Holographic Space-Time: The Takeaway

TL;DR

This paper introduces holographic space-time (HST), a framework that unifies quantum field theory and string theory, explaining supersymmetry, black holes, and cosmological phenomena through a holographic and geometric approach.

Contribution

It presents a novel holographic formalism that unifies particles and black holes, explains supersymmetry without moduli, and models inflation as an emergent geometric phenomenon.

Findings

HST unifies particles and black holes as excitations of non-commutative variables.

Compact extra dimensions have no moduli and are finite-dimensional representations.

Finite radius de Sitter spaces break SUSY with a gravitino mass scaling as Λ^{1/4}.

Abstract

The theory of holographic space-time (HST) generalizes both string theory and quantum field theory. It provides a geometric rationale for supersymmetry (SUSY) and a formalism in which super-Poincare invariance follows from Poincare invariance. HST unifies particles and black holes, realizing both as excitations of non-commutative geometrical variables on a holographic screen.
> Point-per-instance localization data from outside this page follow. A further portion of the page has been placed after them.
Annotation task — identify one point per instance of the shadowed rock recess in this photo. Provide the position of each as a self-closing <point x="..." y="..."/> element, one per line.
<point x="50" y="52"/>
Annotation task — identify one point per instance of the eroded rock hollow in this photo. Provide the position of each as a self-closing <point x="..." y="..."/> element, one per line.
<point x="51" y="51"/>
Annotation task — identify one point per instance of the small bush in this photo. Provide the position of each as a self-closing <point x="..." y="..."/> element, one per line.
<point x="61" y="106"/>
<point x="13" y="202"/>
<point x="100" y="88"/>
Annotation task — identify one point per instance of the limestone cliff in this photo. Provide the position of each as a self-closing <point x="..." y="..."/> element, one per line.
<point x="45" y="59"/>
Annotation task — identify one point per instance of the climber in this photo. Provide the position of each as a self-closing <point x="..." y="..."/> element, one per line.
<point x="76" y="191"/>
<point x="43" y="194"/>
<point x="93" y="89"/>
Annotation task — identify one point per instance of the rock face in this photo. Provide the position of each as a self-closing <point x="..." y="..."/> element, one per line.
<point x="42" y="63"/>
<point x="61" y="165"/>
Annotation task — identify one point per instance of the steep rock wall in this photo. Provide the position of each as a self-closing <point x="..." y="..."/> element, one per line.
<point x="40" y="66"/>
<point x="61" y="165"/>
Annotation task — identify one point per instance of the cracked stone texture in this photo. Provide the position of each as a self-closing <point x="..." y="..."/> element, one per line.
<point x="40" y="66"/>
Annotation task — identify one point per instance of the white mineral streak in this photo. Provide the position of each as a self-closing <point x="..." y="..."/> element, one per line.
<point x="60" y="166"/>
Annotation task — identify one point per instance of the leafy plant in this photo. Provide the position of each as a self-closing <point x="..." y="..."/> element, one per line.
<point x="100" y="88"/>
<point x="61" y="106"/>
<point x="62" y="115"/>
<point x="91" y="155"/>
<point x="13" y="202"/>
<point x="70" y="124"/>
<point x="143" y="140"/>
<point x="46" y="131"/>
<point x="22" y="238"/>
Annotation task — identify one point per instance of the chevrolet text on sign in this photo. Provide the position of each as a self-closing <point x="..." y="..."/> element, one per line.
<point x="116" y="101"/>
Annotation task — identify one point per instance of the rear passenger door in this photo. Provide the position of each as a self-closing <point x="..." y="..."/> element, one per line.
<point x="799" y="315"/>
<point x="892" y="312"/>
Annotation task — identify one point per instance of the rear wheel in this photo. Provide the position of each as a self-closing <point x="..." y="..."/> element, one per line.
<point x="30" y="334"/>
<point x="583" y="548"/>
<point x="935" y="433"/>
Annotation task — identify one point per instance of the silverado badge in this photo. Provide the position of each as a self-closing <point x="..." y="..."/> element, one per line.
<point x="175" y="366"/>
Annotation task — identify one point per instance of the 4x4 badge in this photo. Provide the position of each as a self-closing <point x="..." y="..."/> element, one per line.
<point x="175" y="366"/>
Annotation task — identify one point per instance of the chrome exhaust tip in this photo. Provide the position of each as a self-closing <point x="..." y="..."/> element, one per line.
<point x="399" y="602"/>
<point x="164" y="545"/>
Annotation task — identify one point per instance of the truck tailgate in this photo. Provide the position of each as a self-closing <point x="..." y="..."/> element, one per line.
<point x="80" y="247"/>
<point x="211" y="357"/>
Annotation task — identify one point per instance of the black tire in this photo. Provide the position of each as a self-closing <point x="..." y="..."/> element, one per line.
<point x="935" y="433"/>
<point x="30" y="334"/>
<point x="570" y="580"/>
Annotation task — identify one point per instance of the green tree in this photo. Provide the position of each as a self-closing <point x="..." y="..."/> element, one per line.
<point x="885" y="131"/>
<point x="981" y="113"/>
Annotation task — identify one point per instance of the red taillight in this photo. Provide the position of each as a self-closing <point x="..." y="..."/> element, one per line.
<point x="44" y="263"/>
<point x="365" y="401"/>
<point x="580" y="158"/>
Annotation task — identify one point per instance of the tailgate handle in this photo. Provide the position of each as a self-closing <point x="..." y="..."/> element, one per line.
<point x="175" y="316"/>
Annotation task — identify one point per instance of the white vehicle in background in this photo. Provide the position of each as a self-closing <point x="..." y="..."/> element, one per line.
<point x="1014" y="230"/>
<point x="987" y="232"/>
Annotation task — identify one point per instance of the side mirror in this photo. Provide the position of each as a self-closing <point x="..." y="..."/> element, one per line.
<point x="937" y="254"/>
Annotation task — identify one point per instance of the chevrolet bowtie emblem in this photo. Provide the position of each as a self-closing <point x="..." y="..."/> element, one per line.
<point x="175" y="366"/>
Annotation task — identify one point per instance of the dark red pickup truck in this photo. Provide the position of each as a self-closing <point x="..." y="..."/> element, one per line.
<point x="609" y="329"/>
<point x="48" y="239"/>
Compact extra dimensions are interpreted as finite dimensional unitary representations of super-algebras, and have no moduli. Full field theoretic Fock spaces, and continuous moduli are both emergent phenomena of super-Poincare invariant limits in which the number of holographic degrees of freedom goes to infinity. Finite radius de Sitter (dS) spaces have no moduli, and break SUSY with a gravitino mass scaling like $\Lambda^{1/4}$. We present a holographic theory of inflation and fluctuations. The inflaton field is an emergent concept, describing the geometry of an underlying HST model, rather than "a field associated with a microscopic string theory". We argue that the phrase in quotes is meaningless in the HST formalism.